I used to smoke. I smoked for a really long time. When I smoked I told people I enjoyed smoking. I guess to a certain degree that was true in so much as while I was smoking a cigarette I enjoyed it. But as soon as I finished one and the nasty taste was all that was left, as well as the grim realization that it was only a matter of time before I craved the next one, I’m not sure I still continued to call it enjoyable. I may have enjoyed smoking a cigarette here and there but I hated (and I mean hated) being a smoker.
When I was 20 I tried to quit. I tried again at age 25 and succeeded for almost a year. I tried again at 27 and then again, finally kicking it, at age 30. Basically, I kept trying to quit and I kept failing miserably.
When I met Tobyjoe he gave me an ultimatum. He suggested I quit, that our relationship would not go on for much longer if I continued to be a smoker. He said, “I don’t have any interest in marrying someone who is going to die a slow, horrible, and ugly death. I have no interest in making sure your oxygen tank is working.”
He had a point. And I really liked him. Why wouldn’t I give up this nasty habit in order to make our relationship work? And so I tried.

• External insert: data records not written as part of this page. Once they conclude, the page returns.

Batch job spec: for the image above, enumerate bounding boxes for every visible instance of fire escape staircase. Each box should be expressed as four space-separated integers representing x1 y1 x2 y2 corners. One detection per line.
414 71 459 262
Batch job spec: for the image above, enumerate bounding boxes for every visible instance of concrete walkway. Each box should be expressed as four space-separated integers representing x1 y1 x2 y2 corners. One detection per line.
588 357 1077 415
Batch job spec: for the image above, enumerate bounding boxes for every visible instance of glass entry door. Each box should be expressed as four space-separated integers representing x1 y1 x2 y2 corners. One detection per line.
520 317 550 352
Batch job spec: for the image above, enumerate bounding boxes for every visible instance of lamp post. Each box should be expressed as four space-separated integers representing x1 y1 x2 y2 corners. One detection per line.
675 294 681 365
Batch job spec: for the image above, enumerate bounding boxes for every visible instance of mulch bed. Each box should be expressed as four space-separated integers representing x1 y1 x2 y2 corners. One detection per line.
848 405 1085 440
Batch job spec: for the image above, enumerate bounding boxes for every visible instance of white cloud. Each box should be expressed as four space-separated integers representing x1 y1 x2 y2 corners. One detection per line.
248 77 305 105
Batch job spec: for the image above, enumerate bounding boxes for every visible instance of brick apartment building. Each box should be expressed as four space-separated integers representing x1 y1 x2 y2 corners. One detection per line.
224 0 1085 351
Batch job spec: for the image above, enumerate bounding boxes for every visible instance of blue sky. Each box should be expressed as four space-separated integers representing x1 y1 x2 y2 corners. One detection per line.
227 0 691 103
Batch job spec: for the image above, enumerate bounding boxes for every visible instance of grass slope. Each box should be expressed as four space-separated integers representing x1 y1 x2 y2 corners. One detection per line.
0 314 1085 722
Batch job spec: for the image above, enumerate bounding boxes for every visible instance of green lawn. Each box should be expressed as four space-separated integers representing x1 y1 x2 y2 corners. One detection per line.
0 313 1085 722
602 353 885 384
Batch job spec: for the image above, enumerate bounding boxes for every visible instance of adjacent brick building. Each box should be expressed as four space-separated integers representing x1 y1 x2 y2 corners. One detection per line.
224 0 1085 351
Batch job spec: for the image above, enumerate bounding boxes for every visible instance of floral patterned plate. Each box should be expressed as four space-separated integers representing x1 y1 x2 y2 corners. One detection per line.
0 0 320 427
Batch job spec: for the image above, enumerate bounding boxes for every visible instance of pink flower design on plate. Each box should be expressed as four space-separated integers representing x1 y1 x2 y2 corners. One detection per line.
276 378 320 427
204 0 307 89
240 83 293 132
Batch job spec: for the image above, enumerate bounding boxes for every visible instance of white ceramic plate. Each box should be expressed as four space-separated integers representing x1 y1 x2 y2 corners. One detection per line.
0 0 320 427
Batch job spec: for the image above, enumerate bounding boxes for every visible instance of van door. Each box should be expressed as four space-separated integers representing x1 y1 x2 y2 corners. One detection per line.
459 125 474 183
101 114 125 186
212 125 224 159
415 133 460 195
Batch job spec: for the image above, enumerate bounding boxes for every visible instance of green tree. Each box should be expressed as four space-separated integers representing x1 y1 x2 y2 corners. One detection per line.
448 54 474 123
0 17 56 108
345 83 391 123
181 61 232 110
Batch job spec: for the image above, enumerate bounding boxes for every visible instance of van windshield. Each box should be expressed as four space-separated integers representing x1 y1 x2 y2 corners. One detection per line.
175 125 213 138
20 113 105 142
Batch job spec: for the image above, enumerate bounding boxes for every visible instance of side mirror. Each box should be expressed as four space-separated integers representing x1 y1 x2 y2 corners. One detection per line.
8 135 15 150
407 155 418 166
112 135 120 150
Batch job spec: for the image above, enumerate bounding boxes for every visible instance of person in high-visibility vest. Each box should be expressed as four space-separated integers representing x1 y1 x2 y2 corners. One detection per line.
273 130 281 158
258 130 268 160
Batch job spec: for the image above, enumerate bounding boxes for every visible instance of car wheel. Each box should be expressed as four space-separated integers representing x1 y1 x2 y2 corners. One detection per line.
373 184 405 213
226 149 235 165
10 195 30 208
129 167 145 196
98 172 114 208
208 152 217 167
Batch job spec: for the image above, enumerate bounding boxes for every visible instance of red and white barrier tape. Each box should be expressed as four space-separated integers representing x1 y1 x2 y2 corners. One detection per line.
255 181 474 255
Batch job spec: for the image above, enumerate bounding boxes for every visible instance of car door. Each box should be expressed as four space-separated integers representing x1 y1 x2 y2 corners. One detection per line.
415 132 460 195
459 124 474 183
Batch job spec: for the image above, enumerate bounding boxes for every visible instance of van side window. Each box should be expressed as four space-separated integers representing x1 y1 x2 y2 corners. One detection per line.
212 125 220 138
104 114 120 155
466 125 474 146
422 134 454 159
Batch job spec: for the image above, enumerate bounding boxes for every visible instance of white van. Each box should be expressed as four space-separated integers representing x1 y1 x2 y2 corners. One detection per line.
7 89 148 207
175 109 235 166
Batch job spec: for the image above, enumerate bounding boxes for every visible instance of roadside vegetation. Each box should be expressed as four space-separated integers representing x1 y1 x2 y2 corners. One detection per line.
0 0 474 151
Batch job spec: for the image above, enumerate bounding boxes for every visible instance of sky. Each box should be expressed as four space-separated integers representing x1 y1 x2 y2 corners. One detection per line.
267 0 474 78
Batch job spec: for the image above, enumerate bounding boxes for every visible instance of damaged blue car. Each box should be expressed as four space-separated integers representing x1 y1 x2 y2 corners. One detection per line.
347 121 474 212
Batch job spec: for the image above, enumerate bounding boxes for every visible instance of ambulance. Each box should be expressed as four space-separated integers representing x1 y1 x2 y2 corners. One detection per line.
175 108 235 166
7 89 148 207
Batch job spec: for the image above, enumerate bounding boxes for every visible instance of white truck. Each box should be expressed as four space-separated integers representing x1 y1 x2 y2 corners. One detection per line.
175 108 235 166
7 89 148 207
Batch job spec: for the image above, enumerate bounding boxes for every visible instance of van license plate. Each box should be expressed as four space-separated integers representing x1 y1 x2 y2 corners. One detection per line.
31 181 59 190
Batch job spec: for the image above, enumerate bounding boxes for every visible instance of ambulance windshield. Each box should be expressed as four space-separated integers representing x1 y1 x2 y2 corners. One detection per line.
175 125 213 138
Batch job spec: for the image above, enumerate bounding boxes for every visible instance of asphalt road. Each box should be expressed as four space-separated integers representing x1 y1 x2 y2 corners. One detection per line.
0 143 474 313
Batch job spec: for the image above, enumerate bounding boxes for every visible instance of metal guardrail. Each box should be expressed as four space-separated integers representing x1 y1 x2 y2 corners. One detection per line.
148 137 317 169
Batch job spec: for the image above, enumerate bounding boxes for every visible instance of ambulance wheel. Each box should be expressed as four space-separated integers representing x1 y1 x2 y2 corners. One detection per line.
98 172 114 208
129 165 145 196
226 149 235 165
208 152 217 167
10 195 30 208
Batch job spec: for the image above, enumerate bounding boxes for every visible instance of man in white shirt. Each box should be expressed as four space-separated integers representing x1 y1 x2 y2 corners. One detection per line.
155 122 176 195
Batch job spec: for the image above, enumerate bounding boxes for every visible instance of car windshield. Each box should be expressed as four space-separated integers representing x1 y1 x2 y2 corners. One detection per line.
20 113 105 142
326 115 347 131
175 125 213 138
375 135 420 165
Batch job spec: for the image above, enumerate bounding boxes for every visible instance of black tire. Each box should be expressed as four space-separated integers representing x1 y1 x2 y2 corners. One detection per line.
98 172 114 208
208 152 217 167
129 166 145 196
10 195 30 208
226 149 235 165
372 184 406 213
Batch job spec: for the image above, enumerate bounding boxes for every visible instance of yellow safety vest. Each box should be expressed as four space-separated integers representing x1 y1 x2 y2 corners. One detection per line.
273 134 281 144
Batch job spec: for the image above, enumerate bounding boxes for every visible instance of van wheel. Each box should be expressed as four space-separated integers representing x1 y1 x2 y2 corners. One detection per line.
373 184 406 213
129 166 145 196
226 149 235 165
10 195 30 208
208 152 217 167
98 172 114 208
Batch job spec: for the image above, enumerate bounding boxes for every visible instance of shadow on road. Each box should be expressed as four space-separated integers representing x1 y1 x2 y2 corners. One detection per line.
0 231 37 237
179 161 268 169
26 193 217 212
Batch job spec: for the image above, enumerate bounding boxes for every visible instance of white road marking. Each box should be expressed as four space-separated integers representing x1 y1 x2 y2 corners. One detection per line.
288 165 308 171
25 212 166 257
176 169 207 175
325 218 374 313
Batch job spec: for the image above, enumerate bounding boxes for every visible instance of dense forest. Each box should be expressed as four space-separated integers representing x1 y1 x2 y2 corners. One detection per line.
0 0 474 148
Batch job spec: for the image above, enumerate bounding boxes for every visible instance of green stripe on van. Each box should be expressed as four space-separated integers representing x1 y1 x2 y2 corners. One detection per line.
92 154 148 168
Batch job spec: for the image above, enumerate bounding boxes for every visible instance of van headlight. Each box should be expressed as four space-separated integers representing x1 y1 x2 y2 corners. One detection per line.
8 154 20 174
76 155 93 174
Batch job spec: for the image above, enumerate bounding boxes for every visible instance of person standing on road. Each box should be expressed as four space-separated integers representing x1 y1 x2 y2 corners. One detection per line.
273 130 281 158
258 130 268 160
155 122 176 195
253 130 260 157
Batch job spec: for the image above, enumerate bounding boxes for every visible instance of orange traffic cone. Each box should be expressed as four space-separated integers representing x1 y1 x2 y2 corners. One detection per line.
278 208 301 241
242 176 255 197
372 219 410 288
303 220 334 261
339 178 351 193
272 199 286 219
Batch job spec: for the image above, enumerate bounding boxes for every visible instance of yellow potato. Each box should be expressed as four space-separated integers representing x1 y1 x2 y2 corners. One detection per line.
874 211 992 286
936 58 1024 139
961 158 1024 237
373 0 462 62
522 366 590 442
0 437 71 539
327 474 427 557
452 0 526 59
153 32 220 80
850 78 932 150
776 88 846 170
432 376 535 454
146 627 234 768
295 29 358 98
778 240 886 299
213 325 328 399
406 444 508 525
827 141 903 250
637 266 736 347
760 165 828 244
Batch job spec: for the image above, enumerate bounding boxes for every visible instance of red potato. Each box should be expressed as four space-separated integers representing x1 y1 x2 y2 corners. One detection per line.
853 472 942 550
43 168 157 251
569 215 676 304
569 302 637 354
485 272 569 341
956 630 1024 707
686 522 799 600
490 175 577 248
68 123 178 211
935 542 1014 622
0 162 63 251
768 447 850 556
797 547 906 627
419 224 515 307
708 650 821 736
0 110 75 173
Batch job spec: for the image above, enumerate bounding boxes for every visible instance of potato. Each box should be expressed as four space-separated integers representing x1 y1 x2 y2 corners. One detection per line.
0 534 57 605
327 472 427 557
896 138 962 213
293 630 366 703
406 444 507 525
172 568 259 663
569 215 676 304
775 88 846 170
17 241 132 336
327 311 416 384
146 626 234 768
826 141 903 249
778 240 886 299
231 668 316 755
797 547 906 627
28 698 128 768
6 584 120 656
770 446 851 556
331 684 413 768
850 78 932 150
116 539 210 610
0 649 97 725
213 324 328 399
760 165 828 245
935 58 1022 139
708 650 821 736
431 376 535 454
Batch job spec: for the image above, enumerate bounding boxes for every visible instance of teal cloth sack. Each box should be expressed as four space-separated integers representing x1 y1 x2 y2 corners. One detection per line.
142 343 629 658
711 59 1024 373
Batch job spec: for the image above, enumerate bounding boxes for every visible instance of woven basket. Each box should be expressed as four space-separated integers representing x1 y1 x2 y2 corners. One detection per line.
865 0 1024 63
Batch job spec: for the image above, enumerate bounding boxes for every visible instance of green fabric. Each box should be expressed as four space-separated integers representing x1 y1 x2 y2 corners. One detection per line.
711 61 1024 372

When the clock struck the year 2002, I said I would not smoke another cigarette and I lasted for almost 6 months before sneaking one behind his back. And then another. Before I knew it, I was sneaking cigarettes all the time.
This was the catalyst of many, many HUGE fights between he and I. When he would find a stash in an old purse or in the pocket of a jacket, he would become so angry, he was unable to speak to me. I would ask him things like, “Why do you care? It doesn’t hurt you!” I would say things like, “If I want to smoke, I should be able to smoke!”
It was really dumb and it almost ended our relationship.
Quitting, like, actually quitting, was one of the hardest things I have ever had to do, which is probably why it took so many tries. It’s also been one of the most rewarding. I finally stopped smoking, as in, no more sneaking it, no more taking a puff of someone else’s, it was tough and I missed them for a while but I finally did quit. Every time I drank and my inhibitions were lowered, I wanted a cigarette. It was a really hard addiction to conquer. I wish nonsmokers understood just how hard NOT smoking really is for a smoker. But until you’re owned by such a thing, you have no idea how something so intangible and dangerous can literally be the boss of you. Thankfully, for me, the addiction is totally gone. Now the only time the idea even sneaks into my head is when I’m shitfaced drunk and that doesn’t really happen much anymore either.
But that leads me to why I’m writing today. Recently, we were discussing smoking and smokers. More specifically, we were talking about a loved one who still smokes and really shouldn’t. The deep, raspy cough is hint enough that something very wrong is taking place inside of them. And the way they smell, it’s unbearable most of the time. Their skin is sagging and wrinkling before it should. Their teeth are stained. Yet, they’re very beautiful, too. And we love them and we want to keep them around for as long as possible. So we talked about it. And Tobyjoe, a person who hasn’t ever had a cigarette in all of his life, not even a drag, said, “No, they won’t quit for good. They enjoy being a smoker.”
And I became angry. I am not sure where this anger came from, perhaps all those times I foolishly told myself (and everyone else around me) the same thing came back to me.
“There is no way any one person can honestly say to another person that they enjoy being a smoker. They might enjoy a cigarette when they’re smoking one, but NO ONE above the showoff age of 16 is actually proud of being a smoker. If they tell you such a thing, they’re lying. If they believe it, they’re lying to themselves.”
This was a harsh thing to say and to be honest I’m not sure why I’m writing it out loud. But for some reason, I need to say it. And so I challenge any smokers out there to honestly tell themselves right now that they enjoy being a smoker. Because I am just not buying it.